Nuevo artículo de opinión de Pedro Berbel, en la sección 'El rincón del becario jubilado', para TRIBUNA
Los domingueros del camino
Nuevo artículo de opinión de Pedro Berbel, en la sección 'El rincón del becario jubilado', para TRIBUNA
A quienes peregrinan conmigo.
La palabra dominguero tiene una larga tradición en nuestro lenguaje coloquial. Se utilizaba - y aún se utiliza - para describir, con cierta ironía, a quienes acuden a un lugar solo de vez en cuando, normalmente en domingo, cuando el tiempo libre lo permite. Y vaya por delante que el primer dominguero soy yo.
Llevo a gala ser peregrino y, con frecuencia, hablo con amigos sobre los domingueros del Camino. Eso provoca que, casi siempre, alguien se dé por aludido.
¿Cómo que domingueros?
Conviene aclararlo enseguida para evitar malentendidos. Cuando hablo de los domingueros del Camino me refiero - con todo el respeto del mundo - a quienes realizan el Camino de Santiago andando desde Sarria, en Lugo, con el objetivo muy concreto de cubrir los cien kilómetros reglamentarios y obtener así la Compostela, el documento que acredita haber completado la peregrinación.
No tiene nada de ilegítimo. Ni mucho menos. De hecho, miles de personas lo hacen cada año y muchas de ellas viven una experiencia intensa, emocionante y perfectamente respetable. El Camino, afortunadamente, admite muchas maneras de recorrerlo.
Pero confieso que la escena siempre me ha despertado una cierta reflexión. Porque Sarria se ha convertido, en los últimos años, en el punto desde el que muchos peregrinos inician el Camino; desde allí se superan los cien kilómetros exigidos para obtener la Compostela y, además, el pueblo cuenta con una logística muy cómoda para empezar la peregrinación.
Dicho de otro modo: es el lugar donde empieza el Camino 'reglamentario'.
Nada que objetar, insisto. Pero, cada vez que lo pienso, no puedo evitar preguntarme si no estaremos reproduciendo, incluso en el Camino de Santiago, una pequeña obsesión muy contemporánea: la de llegar a la meta cuanto antes. Vivimos en una época que concede un valor casi absoluto al resultado final. El título, el diploma, la acreditación, la foto ante la catedral... la Compostela.

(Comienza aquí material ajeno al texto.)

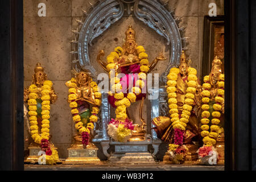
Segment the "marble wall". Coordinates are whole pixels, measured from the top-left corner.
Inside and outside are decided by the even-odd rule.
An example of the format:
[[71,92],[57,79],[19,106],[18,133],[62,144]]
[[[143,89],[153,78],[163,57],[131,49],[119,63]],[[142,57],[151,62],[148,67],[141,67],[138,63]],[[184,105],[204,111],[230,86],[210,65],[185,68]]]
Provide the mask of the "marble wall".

Todo eso está muy bien. Pero el Camino de Santiago - al menos en su espíritu original - siempre ha sido algo más que una línea de llegada. De hecho, la propia palabra camino lo dice todo, porque un camino es, por definición, algo que se recorre. No algo que se acorta. No algo que se optimiza. No algo que se calcula con la precisión mínima necesaria para obtener un certificado.
Es, más bien, una experiencia que se vive paso a paso.
Quien ha hecho el Camino durante muchos días sabe que ocurre algo curioso: al principio uno piensa mucho en la meta. En Santiago, en la catedral, en la plaza del Obradoiro. Pero con el paso de las etapas, la mente empieza a cambiar de perspectiva. La meta sigue estando ahí, naturalmente, pero lo que empieza a importar de verdad son otras cosas menores en apariencia: redescubrir a personas que ya conocías, conversaciones inesperadas con otros peregrinos, la hospitalidad de un albergue, la lluvia que aparece sin avisar, el silencio de un tramo solitario. Es decir: el propio camino.
Por eso, cuando alguien me dice que empieza a caminar en Sarria, siempre me surge la misma reflexión - que no es una crítica, sino una simple pregunta -. Si el Camino es una experiencia tan singular, ¿por qué recorrer solo el tramo mínimo imprescindible?
Tal vez la respuesta sea muy sencilla: porque vivimos en un mundo que nos ha acostumbrado a perseguir metas y, además, no todo el mundo dispone de más de los cinco días que aproximadamente supone llegar andando desde Sarria hasta Santiago.
Y quizá el Camino de Santiago, precisamente por eso, tenga todavía algo que enseñarnos. Que en muchas cosas de la vida - no solo en la peregrinación - lo verdaderamente importante no es el diploma final. Es el camino que recorremos para llegar hasta él.
Una lección sencilla que, confieso, me habría gustado aprender mucho antes.